Online Dental Trauma Guide: Part I Fracture Injuries
Enamel-dentine & pulp fractures
Enamel-dentine & pulp fractures
Involves loss of tooth structure with exposure of enamel, dentine and pulp (also referred to as a complicated crown fracture).
Clinical findings
A tooth with a complicated crown fracture will:
Be sensitive to thermaland tactile stimuli
Be tender to touch
Not be tender to palpation.

Remember labial tenderness could be suggestive of an associated luxation/displacement injury and should be investigated further.
– Ms Serpil Djemal

Illustration: Longitudinal section of a tooth showing an enamel-dentine & pulp fracture.

Clinical image: Enamel dentine fracture of the UL1 with pulpal involvement.
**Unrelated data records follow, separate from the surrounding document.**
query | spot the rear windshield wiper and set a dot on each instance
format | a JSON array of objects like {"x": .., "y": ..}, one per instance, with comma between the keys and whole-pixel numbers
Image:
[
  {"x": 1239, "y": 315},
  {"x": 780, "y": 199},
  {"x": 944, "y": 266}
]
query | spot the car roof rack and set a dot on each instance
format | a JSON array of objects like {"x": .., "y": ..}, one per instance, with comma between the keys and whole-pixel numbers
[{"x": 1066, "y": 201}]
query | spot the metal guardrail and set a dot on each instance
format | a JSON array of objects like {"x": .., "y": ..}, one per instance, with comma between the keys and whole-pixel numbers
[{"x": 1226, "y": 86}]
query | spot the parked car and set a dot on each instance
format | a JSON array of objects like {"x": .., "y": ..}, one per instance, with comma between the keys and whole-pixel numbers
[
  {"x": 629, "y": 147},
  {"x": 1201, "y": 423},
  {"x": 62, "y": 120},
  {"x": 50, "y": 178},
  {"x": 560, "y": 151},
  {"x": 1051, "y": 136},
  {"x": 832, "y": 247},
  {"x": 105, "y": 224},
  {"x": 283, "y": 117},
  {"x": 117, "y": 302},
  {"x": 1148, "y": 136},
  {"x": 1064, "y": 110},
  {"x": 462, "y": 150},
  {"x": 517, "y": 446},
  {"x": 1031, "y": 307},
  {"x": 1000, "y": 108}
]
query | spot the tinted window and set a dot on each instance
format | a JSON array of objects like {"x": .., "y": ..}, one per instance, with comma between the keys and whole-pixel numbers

Radiograph: The UL1 showing a normal appearance of the periodontal ligament.
Radiographic findings
The radiograph will show:
Enamel and dentine loss
Breach of the pulp chamber
Normal root and periodontal ligament.
Multiple projection radiographs are advised to eliminate the possibility of root fractures or a luxation injury.
If tooth fragments cannot be accounted for and a lip laceration is present, a soft tissue radiograph is also indicated (see the section on enamel fractures for technique details).
Management
With exposed or near exposed pulps in adults and children, a Cvek pulpotomy should be performed, in the first instance aiming to remove the inflamed superficial pulp. This is particularly important in immature, developing teeth to try to preserve pulp vitality and facilitate root development.
Management of primary teeth
If possible pulp vitality should be preserved with a Cvek pulpotomy
If a Cvek pulpotomy is not possible pulpectomy or extraction may be indicated.
Note: Ideally this should be carried out using rubber dam isolation.







Click on each image above to see the steps for a Cvek pulpotomy

In teeth with closed apices: if the pulp is removed down to the cervical level, then pulp extirpation should be carried out.In teeth with open apices a Cvek pulpotomy should be carried out to the cervical level with the aim of getting continued root formation.
– Ms Serpil Djemal
Radiographic review: at one year

Look for changes in the periodontal ligament space.

Radiograph: UL1 at one-year review.
Monitoring: Clinical and radiographic review and sensibility testing at 3, 6 and 12 months and then yearly review.